Hollywood’s Opening-Night Neurosis

If you want to be, oh, a heretic and actually go out to the movies this Friday night instead of staying at home watching It’s a Wonderful Life, good luck finding a new–I mean, brand-spanking new–movie to watch. There won’t be any. Either there will be movies that have been in the theaters at least a week (and who wants to watch those on a Friday night?) or movies that opened today (this list includes Man on the Moon, Any Given Sunday, and Snow Falling on Cedars). But unlike every other Friday in movie history, there will be no Hollywood films opening on Dec. 24. The four that might have–The Talented Mr. Ripley, Galaxy Quest, Titus, and Angela’s Ashes–will instead be opening on Christmas, which in the case of Ripley and Titus makes for a very odd combination.

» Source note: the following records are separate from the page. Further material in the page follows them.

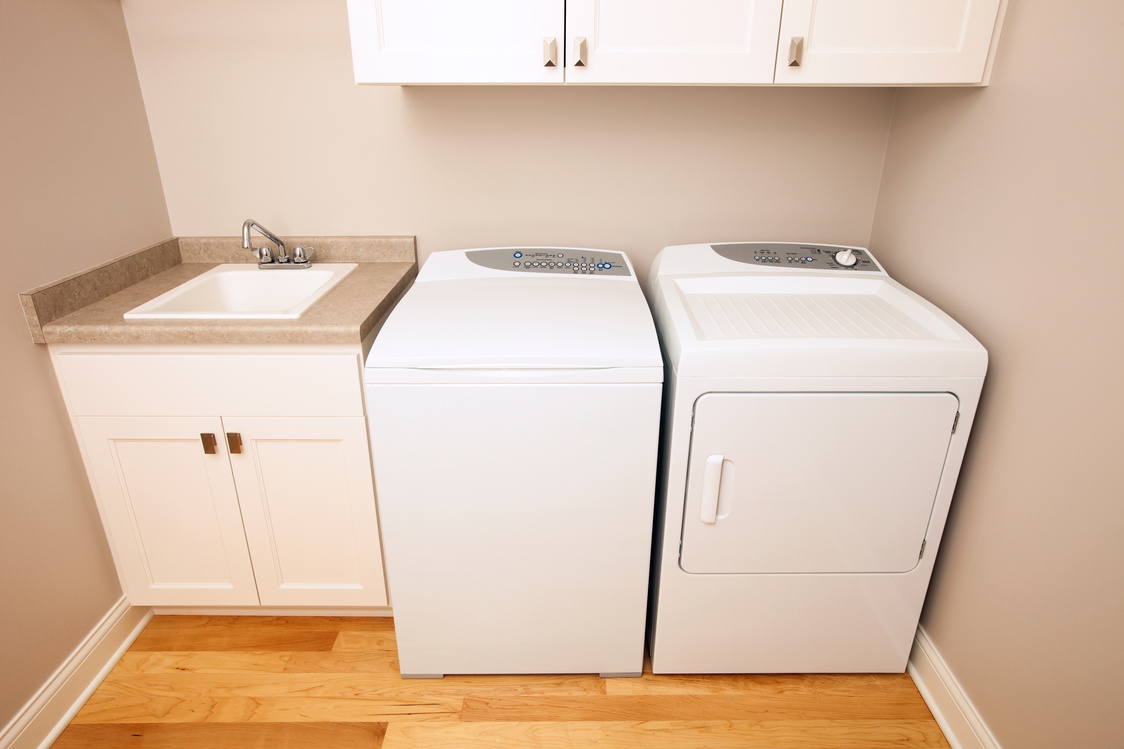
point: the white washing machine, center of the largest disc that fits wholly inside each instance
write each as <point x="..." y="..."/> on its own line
<point x="815" y="423"/>
<point x="514" y="399"/>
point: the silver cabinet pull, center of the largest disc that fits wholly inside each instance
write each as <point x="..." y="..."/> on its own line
<point x="580" y="52"/>
<point x="795" y="51"/>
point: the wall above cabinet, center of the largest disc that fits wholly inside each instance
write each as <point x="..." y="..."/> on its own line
<point x="674" y="42"/>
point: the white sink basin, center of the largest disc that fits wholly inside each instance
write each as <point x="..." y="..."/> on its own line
<point x="245" y="291"/>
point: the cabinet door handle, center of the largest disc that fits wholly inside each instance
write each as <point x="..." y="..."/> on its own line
<point x="795" y="51"/>
<point x="580" y="52"/>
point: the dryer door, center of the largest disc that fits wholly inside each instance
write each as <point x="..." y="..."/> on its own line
<point x="813" y="481"/>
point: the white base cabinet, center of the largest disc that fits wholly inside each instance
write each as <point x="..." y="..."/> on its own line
<point x="170" y="510"/>
<point x="674" y="42"/>
<point x="269" y="505"/>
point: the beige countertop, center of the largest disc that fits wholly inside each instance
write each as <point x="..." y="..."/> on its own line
<point x="344" y="315"/>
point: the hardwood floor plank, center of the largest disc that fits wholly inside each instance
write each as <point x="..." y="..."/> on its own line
<point x="201" y="662"/>
<point x="798" y="685"/>
<point x="272" y="623"/>
<point x="687" y="707"/>
<point x="377" y="640"/>
<point x="388" y="685"/>
<point x="223" y="736"/>
<point x="668" y="734"/>
<point x="142" y="709"/>
<point x="248" y="640"/>
<point x="343" y="661"/>
<point x="296" y="683"/>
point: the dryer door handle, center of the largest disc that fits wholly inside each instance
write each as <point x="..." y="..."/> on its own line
<point x="712" y="486"/>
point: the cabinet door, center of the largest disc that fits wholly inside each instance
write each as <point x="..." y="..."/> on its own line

The studios have explained that they aren’t releasing their movies on Christmas Eve because it is one of the slowest–if not the slowest–moviegoing day of the year, and they’d rather wait and let their films debut with a splash on Christmas. This sounds plausible, until you think about what the decision to release the films a day late actually means. Since movies always end their runs on Thursdays (or occasionally Tuesdays) regardless of when those runs start, it means that these movies will have one fewer day in which to make money. That’s not a day the studios will be able to get back at some point. Whenever their runs end, Ripley, et al., will have runs that are one day shorter than they otherwise would have been.

Now, the cost of showing those films for that extra day is negligible enough that even if only a few people show up, you’ll make some money. And it isn’t as if the theaters are going to be closed on Christmas Eve. They’re going to be showing something. In fact, they’ll be showing Any Given Sunday and Man on the Moon, among other movies. So why would the studios make a decision to keep their films out of theaters?

The answer has everything to do with the astonishing importance that films’ opening weekends have taken on in the mind of Hollywood. If you open Galaxy Quest on Friday and it turns in numbers that are disappointing relative to the opening weekends of other comparable films, then you end up looking like a loser, even though you could quite sensibly argue that this particular Friday through Sunday is not like every other Friday through Sunday. And Hollywood now operates under the conviction that if your films look like losers to the insiders after their opening weekends, they will become losers in the mind of the public. If you open on Saturday, though, then your per-screen average will look better, your two-day performance has a good chance of being impressive, and you can’t get dragged down by the inevitably weak Friday.

This makes no sense from a business perspective, since it’s analogous to saying that Ford shouldn’t sell its cars on days when it knows sales will be slow, since that will hurt month-to-month comparisons. But the opening weekend–which, to be fair, has always been disproportionately important in shaping the way studios handle films–is now of such importance that throwing away the money that could have been made on Friday in order to make the weekend look better somehow seems logical.

The interesting part of all this is that there isn’t really much evidence that viewers really do pay attention to those “The No. 1 film in America!” blurbs in the ads (let alone the “No. 1 comedy about androids in America!” blurbs). It’s become a cliché that all anyone pays attention to anymore are box-office grosses. But it seems likely that this is a cliché that is true of the chattering classes but not true at all of the people who actually go to movies. After last weekend, the studios releasing The Green Mile and Toy Story 2 mixed it up because Toy Story 2 claimed the top position in weekend gross by a slim margin, even though it was The Green Mile’s opening weekend. The people behind The Green Mile essentially said, “They had their turn. They should give us a break,” which was odd in two ways. First, it seemed to assume that box-office position was some subjective judgment. And second, it assumed that finishing first would really make a difference to The Green Mile’s eventual performance. If only the guys at Pixar had said: “OK, you finished first. Do you really feel better now?”